Iain Garner from Another Indie has more to add to that line of thought. “Roguelike and roguelite games seem to be doing exceptionally well in China, likely due to the replay value,” Garner says. “Chinese players prefer Asian-style artistry and games that have cute little "chibi" characters (like Lost Castle) or other anime aesthetics (like ICEY) seem to perform better than pixel art games, which many Chinese gamers find off putting."

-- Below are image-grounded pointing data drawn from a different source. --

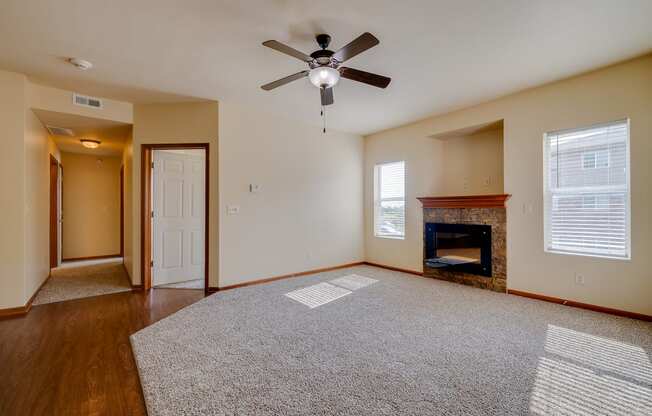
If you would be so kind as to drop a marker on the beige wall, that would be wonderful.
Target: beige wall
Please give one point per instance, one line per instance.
(12, 183)
(612, 93)
(91, 205)
(24, 180)
(472, 164)
(54, 99)
(308, 212)
(127, 163)
(38, 148)
(193, 122)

Luis Wong of Indienova concurs that games with anime-style art prove the most popular among Chinese players. “But games with a unique art style like Monument Valley or Hidden Folks also got a lot of attention because of their visuals,” according to Wong. Yuan adds that the Western cartoon style, as seen in TV series like Futurama and Family Guy is actively disliked by Chinese audiences.
Another key factor to a game’s success in China is having an online component: “Local co-op is not a gaming tradition here so online co-op is a must,” says Garner. He isn’t the only person to emphasize the importance of competition in games for Chinese players. Yuan Zeng, who has previously reported on China’s PC game market and been a business developer at a Chinese game studio, adds that competition is an especially important part of Chinese culture, and this spills into the games the population prefers to play.
Yuan says that due to this cultural mindset, Chinese players are most attracted to online games with PvP elements, but notes that the diverse catalog of games available on Steam seems to also have broadened their tastes. “I think the new growth area is open-world survival battleground games (H1Z1, PLAYERUNKNOWN’S BATTLEGROUNDS, and maybe Escape from Tarkov).”